KeyArena's iconic entry (Photo: "KeyArena (2890740573)" by Cliff from Arlington, Virginia, USA - KeyArenaUploaded by Dolovis. Licensed under CC BY 2.0 via Wikimedia Commons -

The 2015 NCAA Men’s Basketball Tournament First Round other half continues with an eclectic group of arenas designed by four architects, none of which are industry giant Populous. However, it’s Seattle’s KeyArena, designed for the 1962 World’s Fair, which really gets us excited.

Time Warner Cable Arena in Charlotte, NC (designed by Ellerbe Beckett, now AECOM), Nationwide Arena in Columbus, OH (360 Architecture, now part of HOK), CenturyLink Center in Omaha, NE (DLR Group) all date from 2000-2003, making KeyArena the old sage of the first round. Like their first-day counterparts, all are located in urban centers with 15,000-20,000 seats and chock full of luxury seating. All have previously hosted the opening round games; only the Nationwide Arena has hosted later rounds.
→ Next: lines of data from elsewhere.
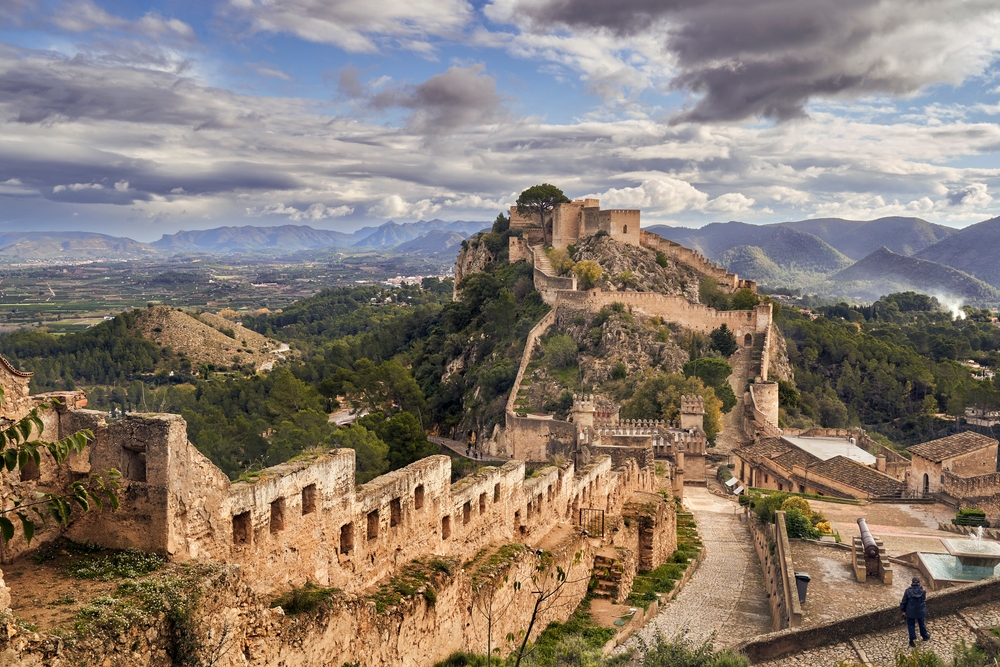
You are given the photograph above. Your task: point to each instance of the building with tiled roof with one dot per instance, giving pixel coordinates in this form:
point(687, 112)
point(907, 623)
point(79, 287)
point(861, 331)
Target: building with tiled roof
point(963, 455)
point(825, 463)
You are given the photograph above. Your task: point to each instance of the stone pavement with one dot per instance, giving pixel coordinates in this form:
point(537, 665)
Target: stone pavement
point(726, 594)
point(879, 648)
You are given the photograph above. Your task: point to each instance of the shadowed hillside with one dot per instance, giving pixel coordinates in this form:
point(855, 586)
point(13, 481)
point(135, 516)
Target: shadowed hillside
point(884, 271)
point(973, 250)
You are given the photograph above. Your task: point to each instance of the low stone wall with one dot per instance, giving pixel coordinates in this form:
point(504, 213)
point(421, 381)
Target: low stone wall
point(939, 603)
point(779, 573)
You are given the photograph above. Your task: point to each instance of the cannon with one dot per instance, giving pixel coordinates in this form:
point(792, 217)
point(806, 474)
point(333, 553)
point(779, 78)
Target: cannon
point(871, 548)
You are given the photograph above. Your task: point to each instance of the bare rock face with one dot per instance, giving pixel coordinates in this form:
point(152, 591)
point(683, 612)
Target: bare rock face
point(472, 258)
point(780, 366)
point(630, 268)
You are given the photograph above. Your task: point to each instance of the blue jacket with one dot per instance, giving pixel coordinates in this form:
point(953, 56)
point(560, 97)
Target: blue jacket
point(914, 603)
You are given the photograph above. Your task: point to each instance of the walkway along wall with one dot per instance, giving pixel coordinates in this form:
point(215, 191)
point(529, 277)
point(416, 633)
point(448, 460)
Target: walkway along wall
point(770, 541)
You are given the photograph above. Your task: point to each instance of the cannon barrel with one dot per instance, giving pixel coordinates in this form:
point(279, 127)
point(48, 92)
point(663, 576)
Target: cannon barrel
point(871, 549)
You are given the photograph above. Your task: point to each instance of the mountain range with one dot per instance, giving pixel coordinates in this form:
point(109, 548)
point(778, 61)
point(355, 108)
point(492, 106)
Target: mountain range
point(883, 255)
point(429, 237)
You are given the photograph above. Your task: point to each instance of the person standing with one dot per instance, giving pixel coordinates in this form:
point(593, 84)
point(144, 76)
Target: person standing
point(914, 608)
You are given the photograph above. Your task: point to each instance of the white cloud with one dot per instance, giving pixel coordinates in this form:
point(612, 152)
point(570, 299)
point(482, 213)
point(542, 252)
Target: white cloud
point(314, 213)
point(732, 202)
point(359, 27)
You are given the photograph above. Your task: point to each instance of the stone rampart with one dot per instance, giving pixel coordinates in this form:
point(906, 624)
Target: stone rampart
point(673, 308)
point(729, 282)
point(771, 544)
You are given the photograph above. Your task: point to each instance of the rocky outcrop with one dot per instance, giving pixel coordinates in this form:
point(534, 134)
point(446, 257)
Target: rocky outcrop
point(634, 268)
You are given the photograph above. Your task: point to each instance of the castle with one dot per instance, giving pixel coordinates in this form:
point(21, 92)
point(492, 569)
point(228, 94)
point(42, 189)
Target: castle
point(308, 522)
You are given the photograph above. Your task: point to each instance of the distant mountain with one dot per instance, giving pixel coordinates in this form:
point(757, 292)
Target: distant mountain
point(68, 245)
point(286, 238)
point(793, 251)
point(436, 242)
point(973, 250)
point(859, 238)
point(884, 271)
point(393, 233)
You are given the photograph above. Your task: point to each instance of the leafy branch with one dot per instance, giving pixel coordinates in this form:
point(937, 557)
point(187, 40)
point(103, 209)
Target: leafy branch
point(19, 449)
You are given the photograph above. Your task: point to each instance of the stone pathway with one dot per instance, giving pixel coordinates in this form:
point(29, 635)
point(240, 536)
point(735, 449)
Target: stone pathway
point(726, 594)
point(880, 648)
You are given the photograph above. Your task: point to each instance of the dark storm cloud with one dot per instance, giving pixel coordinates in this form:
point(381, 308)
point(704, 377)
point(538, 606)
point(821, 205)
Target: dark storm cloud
point(768, 58)
point(459, 97)
point(51, 89)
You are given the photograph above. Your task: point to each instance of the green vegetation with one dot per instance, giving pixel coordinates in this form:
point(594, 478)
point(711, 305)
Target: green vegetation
point(659, 397)
point(303, 599)
point(890, 366)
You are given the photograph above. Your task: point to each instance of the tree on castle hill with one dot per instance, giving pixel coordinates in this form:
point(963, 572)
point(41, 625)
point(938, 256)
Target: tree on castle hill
point(539, 200)
point(724, 341)
point(589, 272)
point(22, 451)
point(659, 397)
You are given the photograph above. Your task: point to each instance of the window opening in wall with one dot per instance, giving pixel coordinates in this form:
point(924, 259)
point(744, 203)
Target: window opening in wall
point(278, 515)
point(30, 472)
point(347, 538)
point(241, 528)
point(395, 512)
point(310, 496)
point(445, 527)
point(134, 464)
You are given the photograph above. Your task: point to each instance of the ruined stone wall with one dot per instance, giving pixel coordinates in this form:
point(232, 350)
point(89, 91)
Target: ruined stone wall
point(765, 401)
point(672, 308)
point(980, 462)
point(518, 249)
point(729, 282)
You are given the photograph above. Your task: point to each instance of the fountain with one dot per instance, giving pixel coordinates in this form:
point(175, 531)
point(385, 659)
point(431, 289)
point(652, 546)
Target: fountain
point(967, 560)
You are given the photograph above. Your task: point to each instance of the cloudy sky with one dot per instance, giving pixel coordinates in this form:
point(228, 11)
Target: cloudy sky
point(145, 118)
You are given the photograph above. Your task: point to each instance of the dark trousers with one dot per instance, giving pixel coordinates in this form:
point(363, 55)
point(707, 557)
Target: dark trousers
point(910, 622)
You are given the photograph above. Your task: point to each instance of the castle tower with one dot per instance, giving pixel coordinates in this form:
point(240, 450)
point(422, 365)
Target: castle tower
point(583, 411)
point(692, 413)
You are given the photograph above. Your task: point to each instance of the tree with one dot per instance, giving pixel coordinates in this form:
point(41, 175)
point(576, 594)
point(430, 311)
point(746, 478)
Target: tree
point(560, 351)
point(22, 450)
point(724, 341)
point(744, 299)
point(539, 200)
point(589, 272)
point(713, 372)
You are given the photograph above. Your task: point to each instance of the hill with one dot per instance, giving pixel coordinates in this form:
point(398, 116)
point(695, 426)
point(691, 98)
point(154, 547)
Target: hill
point(859, 238)
point(972, 250)
point(394, 233)
point(286, 238)
point(436, 242)
point(208, 338)
point(68, 245)
point(884, 272)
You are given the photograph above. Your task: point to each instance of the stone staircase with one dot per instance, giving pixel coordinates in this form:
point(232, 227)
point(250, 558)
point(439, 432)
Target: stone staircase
point(542, 262)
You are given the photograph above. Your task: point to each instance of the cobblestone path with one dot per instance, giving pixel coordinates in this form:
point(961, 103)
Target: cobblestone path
point(726, 594)
point(879, 648)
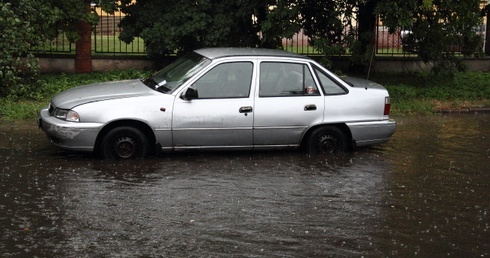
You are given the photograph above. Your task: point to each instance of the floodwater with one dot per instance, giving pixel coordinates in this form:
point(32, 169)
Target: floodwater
point(425, 193)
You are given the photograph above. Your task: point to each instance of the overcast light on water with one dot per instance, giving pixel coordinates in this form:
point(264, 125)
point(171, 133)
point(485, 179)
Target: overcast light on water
point(424, 193)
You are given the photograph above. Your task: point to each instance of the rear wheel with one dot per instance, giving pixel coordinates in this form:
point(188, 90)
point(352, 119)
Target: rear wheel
point(327, 139)
point(124, 143)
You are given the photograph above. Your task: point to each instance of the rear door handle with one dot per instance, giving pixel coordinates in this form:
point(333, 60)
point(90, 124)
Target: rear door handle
point(310, 107)
point(246, 109)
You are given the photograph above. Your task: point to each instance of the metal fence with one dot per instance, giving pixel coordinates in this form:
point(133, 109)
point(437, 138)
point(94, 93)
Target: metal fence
point(105, 40)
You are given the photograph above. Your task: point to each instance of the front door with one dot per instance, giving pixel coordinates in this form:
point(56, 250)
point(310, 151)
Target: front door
point(221, 116)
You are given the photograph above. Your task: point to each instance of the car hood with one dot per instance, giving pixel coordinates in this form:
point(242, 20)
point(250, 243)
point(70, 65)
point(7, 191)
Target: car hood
point(362, 83)
point(101, 91)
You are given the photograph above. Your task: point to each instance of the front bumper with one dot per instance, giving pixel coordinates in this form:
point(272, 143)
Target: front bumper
point(76, 136)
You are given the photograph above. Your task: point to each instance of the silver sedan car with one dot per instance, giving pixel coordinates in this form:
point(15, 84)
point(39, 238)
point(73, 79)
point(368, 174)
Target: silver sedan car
point(222, 98)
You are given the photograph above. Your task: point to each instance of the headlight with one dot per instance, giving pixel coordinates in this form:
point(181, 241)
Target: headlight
point(65, 114)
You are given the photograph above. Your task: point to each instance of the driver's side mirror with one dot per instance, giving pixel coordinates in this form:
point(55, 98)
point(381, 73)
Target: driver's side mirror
point(190, 94)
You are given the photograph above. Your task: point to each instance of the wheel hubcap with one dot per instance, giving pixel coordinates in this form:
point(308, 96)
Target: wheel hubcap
point(125, 147)
point(328, 143)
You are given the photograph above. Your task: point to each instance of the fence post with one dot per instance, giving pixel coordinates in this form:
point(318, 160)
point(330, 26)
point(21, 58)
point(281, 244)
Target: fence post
point(83, 56)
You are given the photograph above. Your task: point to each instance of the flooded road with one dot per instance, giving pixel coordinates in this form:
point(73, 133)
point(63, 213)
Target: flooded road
point(425, 193)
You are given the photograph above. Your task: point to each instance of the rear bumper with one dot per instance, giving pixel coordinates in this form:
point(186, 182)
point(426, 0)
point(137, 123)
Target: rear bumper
point(366, 133)
point(68, 135)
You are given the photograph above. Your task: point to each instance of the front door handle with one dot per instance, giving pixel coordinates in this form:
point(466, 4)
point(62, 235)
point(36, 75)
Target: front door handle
point(310, 107)
point(246, 109)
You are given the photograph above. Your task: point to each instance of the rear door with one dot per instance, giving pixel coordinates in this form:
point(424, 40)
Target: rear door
point(287, 103)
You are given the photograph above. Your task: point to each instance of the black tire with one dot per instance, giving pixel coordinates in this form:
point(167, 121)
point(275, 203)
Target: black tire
point(124, 142)
point(327, 139)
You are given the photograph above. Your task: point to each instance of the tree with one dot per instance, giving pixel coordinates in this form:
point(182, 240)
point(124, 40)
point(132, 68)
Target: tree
point(27, 24)
point(437, 28)
point(168, 26)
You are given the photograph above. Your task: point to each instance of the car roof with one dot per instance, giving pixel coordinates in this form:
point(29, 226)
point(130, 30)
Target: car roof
point(213, 53)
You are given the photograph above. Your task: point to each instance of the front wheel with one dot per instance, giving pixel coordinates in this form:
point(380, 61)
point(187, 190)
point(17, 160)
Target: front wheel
point(327, 139)
point(124, 143)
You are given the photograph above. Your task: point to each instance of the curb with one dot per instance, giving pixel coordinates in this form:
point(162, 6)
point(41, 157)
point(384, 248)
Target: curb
point(484, 110)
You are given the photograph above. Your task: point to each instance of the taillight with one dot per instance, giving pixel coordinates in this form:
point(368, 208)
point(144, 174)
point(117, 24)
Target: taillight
point(387, 106)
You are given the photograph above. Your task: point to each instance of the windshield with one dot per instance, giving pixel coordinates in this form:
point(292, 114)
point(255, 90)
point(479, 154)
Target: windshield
point(172, 76)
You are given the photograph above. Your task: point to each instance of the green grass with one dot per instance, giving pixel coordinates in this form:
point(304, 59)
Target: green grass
point(411, 93)
point(422, 93)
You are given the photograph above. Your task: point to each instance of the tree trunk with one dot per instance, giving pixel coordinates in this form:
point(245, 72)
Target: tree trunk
point(487, 33)
point(366, 36)
point(83, 56)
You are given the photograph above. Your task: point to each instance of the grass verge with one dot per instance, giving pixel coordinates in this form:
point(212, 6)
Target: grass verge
point(411, 94)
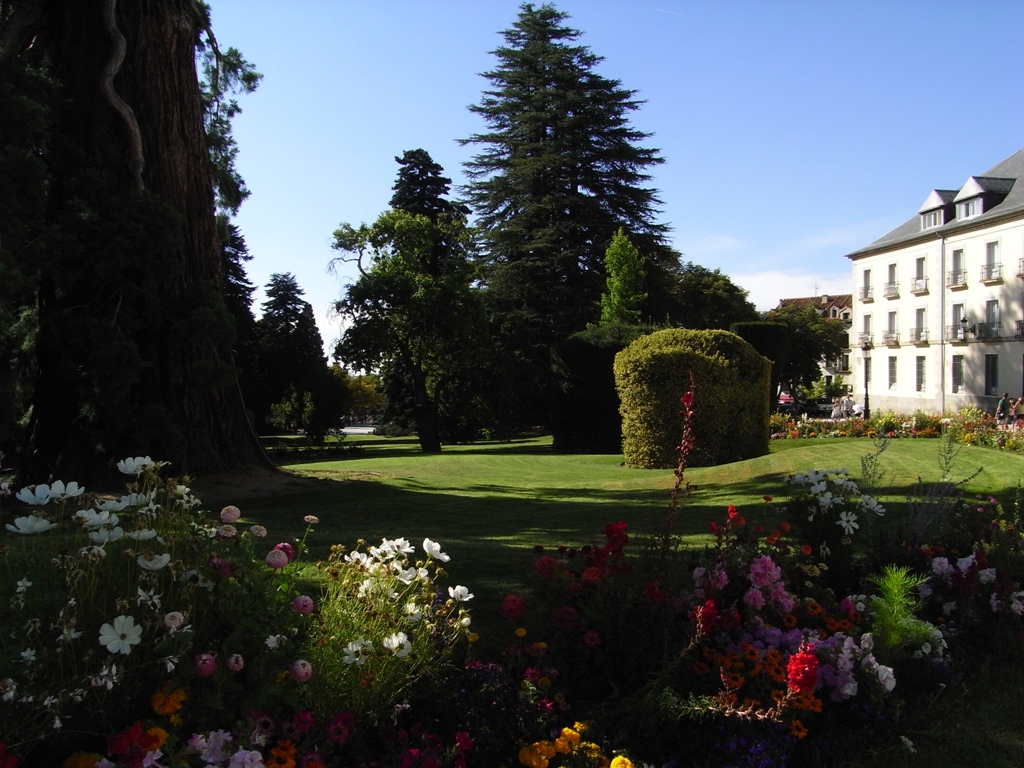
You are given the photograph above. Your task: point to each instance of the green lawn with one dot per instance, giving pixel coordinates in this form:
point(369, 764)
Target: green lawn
point(488, 504)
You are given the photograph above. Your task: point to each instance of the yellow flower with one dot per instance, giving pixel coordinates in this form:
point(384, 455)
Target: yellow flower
point(570, 735)
point(82, 760)
point(160, 734)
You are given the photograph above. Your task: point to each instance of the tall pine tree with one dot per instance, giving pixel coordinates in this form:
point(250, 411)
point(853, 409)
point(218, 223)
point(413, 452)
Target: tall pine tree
point(560, 170)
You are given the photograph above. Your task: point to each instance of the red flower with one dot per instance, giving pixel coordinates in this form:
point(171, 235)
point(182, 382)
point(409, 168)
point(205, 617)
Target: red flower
point(513, 606)
point(132, 739)
point(653, 592)
point(546, 565)
point(565, 617)
point(802, 671)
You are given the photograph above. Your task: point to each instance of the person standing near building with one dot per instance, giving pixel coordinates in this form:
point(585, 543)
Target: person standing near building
point(1003, 410)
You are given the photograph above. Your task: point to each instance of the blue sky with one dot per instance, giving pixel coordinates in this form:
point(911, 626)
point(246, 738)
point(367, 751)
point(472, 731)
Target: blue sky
point(793, 131)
But of the eight first-round venues KeyArena has the historical chops, boldness of form and elegant roof to win Best in Show.

Originally the Washington State Pavilion, built in 1962 for the Century 21 Exposition, Seattle’s World’s Fair, alongside the famed Seattle Space Needle. Designed by the lion of Pacific Northwest modernism Paul Thiry, KeyArena’s unique, distinguishing feature is its tent-like, pyramidal roof under which the NBA’s Seattle Supersonics played for much of their time in Seattle. The A-frame structure at the generous main entry will welcome Gonzaga and Iowa fans for Sunday night’s Round of 32 matchup.

KeyArena was completely rebuilt in 1994, the seating bowl revised from a simple, single bowl to a more modern two-tier with suites in the middle. Architects NBBJ reused much of the original roof and as such the exterior and roof are still as unique and expressive as they were the day they opened 50-plus years ago.